Soweit die Anlage 2 zum UStG auf das Zolltarifrecht Bezug nimmt, ist sie ohne Berücksichtigung umsatzsteuerrechtlicher Merkmale zolltariflich auszulegen. Die zollrechtliche Tarifierung richtet sich nach den objektiven Merkmalen und Eigenschaften der Waren, wie sie im Wortlaut der Positionen und Unterpositionen sowie in den Anmerkungen zu den entsprechenden Abschnitten oder Kapiteln der KN festgelegt sind. Dabei kann der Verwendungszweck eines Erzeugnisses ein objektives Tarifierungskriterium sein, sofern er dem Erzeugnis innewohnt, was anhand seiner objektiven Merkmale und Eigenschaften zu beurteilen ist. Er darf jedoch nur berücksichtigt werden, wenn die Tarifierung nicht allein auf der Grundlage der objektiven Merkmale und Eigenschaften eines Erzeugnisses erfolgen kann.

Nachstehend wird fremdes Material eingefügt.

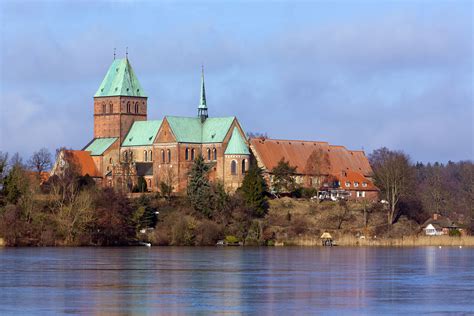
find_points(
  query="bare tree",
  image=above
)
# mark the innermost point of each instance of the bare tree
(40, 161)
(393, 175)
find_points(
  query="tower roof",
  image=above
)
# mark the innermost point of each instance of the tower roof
(120, 80)
(237, 145)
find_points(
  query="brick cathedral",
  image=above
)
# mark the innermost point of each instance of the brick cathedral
(126, 145)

Außerdem sind die Allgemeinen Vorschriften für die Auslegung der Kombinierten Nomenklatur (AV) zu beachten. Für den Streitfall ist insbesondere die AV 5 Buchst. b Satz 1 einschlägig. Danach werden Verpackungen (vorbehaltlich der AV 5 Buchst. a) wie die darin enthaltenen Waren eingereiht, wenn sie zur Verpackung dieser Waren üblich sind. Übliche Verpackungen sind solche, die entweder für die Verwendung der fraglichen Ware unbedingt notwendig sind, oder Verpackungen, die üblicherweise zur Vermarktung und Verwendung der darin enthaltenen Waren genutzt werden. Derartige Verpackungen dienen u. a. dem Schutz des Packguts bei Transport, Umschlag und Lagerung sowie der Aufmachung für den Einzelverkauf, wobei sie im letzteren Fall zusätzliche Funktionen haben können.

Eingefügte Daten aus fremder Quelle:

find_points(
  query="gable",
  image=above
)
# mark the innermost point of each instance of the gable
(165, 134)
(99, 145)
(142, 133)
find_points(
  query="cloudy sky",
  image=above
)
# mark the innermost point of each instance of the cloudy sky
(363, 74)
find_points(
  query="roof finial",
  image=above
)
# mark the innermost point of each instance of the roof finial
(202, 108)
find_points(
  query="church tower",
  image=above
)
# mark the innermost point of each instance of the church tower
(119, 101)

Das Urteil des FG verstößt gegen § 12 Abs. 2 Nr. 1 i. V. m. Anlage 2 zum UStG, da es die zolltarifliche Auslegung nicht beachtet hat. Denn danach ist der Verwendungszweck nur dann von Bedeutung, wenn er dem Erzeugnis nach seinen objektiven Merkmalen und Eigenschaften innewohnt, wobei übliche Verpackungen entsprechend den sich aus der AV 5 Buchst. b ergebenden Voraussetzungen außer Betracht bleiben. Damit nicht vereinbar ist die Annahme des FG, zur Versagung der Steuersatzermäßigung reiche es unabhängig hiervon aus, dass die Werbelebensmittel (anders als Lebensmittel aus dem Lebensmittelhandel) nicht vorwiegend zum Zweck des Verzehrs, sondern zu Werbezwecken geliefert werden.